Berdasarkan realitas global tersebut maka dirumuskanlah pengakuan iman berhadapan dengan Ketidakadilan Ekonomi dan Kerusakan Lingkungan Hidup. Di dalam pengakuan tersebut diungkapkan mengenai kesadaran pada ancaman dan bahaya ekononi neo-liberal yang mengancam kelanjutan hidup manusia dan alam. Berikut juga ditegaskan bahwa, bereaksi terhadap hegemoni dan kolonialisme di bidang politik dan ekonomi masyarakat adalah tanggung jawab iman setiap orang Kristen yang percaya kepada Injil Yesus Kristus yang membebaskan.

4. Kesimpulan
Dari pembahasan di atas maka disimpulan beberapa hal:
1. Amerika telah berhasil tampil sebagai imperium global yang melakukan kontrol dan penguasaan dunia melalui militer, sistem ekonomi dan pewacanaan doktrin demokratisasi.
2. Dampak dari imprealisme Amerika tersebut adalah munculnya kesenjangan ekonomi di antara negara-negara maju yang kaya dengan negara-negara miskin.
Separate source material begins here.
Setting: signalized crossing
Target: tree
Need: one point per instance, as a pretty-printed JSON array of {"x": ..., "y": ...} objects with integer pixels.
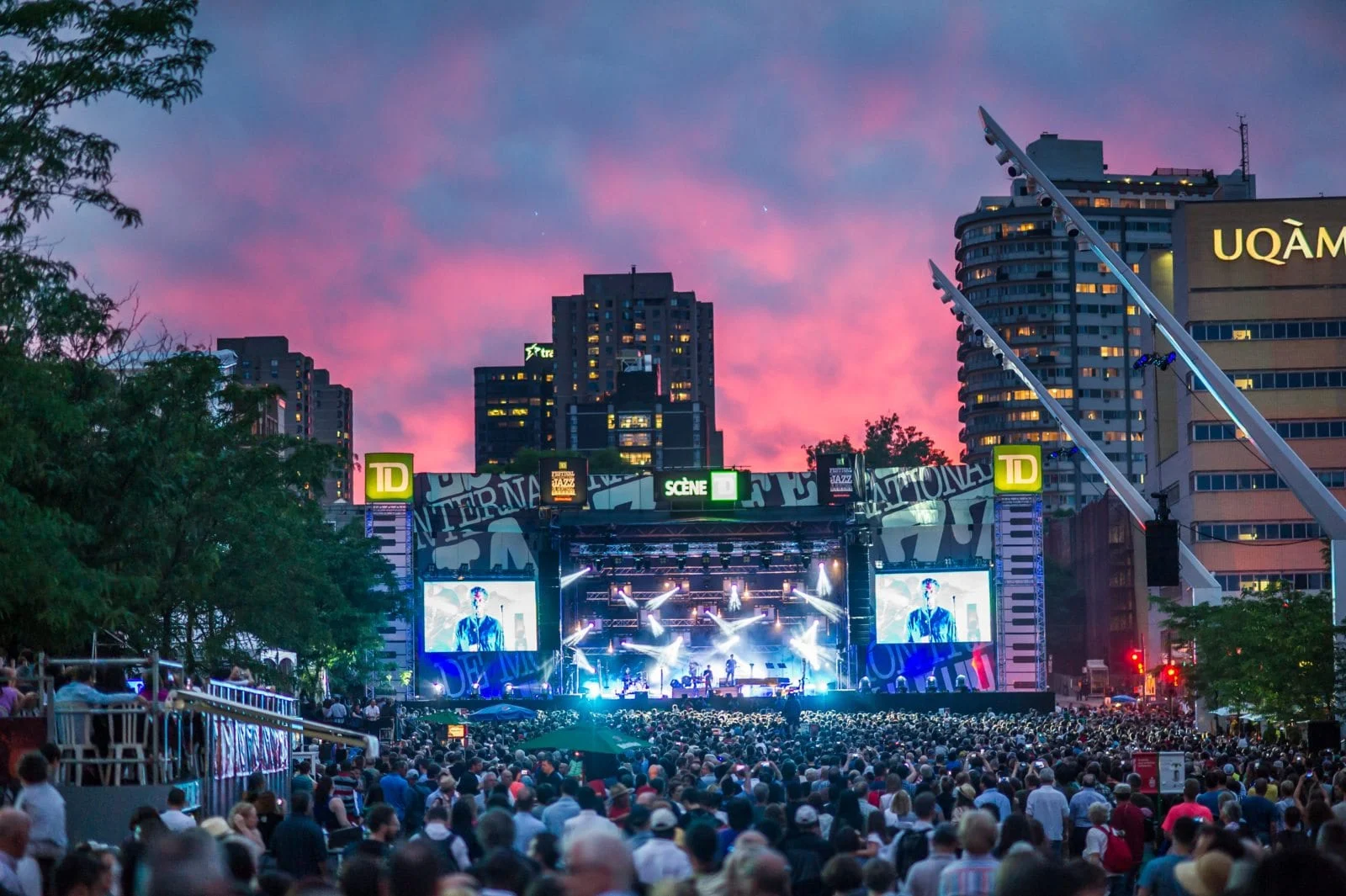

3. Gereja (dalam hal ini yang tergabung dalam WARC), dalam pengakuan imannya menyatakan bahwa sistem ekonomi neoliberal telah menyebabkan kemiskinan bagi umat manusia dan kerusakan lingkungan hidup. Maka, memberi respon dan reaksi terhadap ancaman dan bahaya tersebut adalah tanggungjawab iman yang tidak boleh diabaikan sebagai ekspresi kepercayaan kepada Injil Yesus Kristus.


Kepustakaan:
Reformed World, Volume 54, No 4, December, 2006, (Geneva: WARC, 2006)
Thompson, J. Milburn., Keadilan dan Perdamaian: Tanggungjawab Kristiani dalam Pembangunan Dunia, terj. Jalilin Sirait, P. Hutapea dan Steve Gaspersz. Jakarta: BPK, 2009.
Jurnal Wacana, Edisi 5 tahun II, 2000. Yogyakarta: Insist Press, 2000.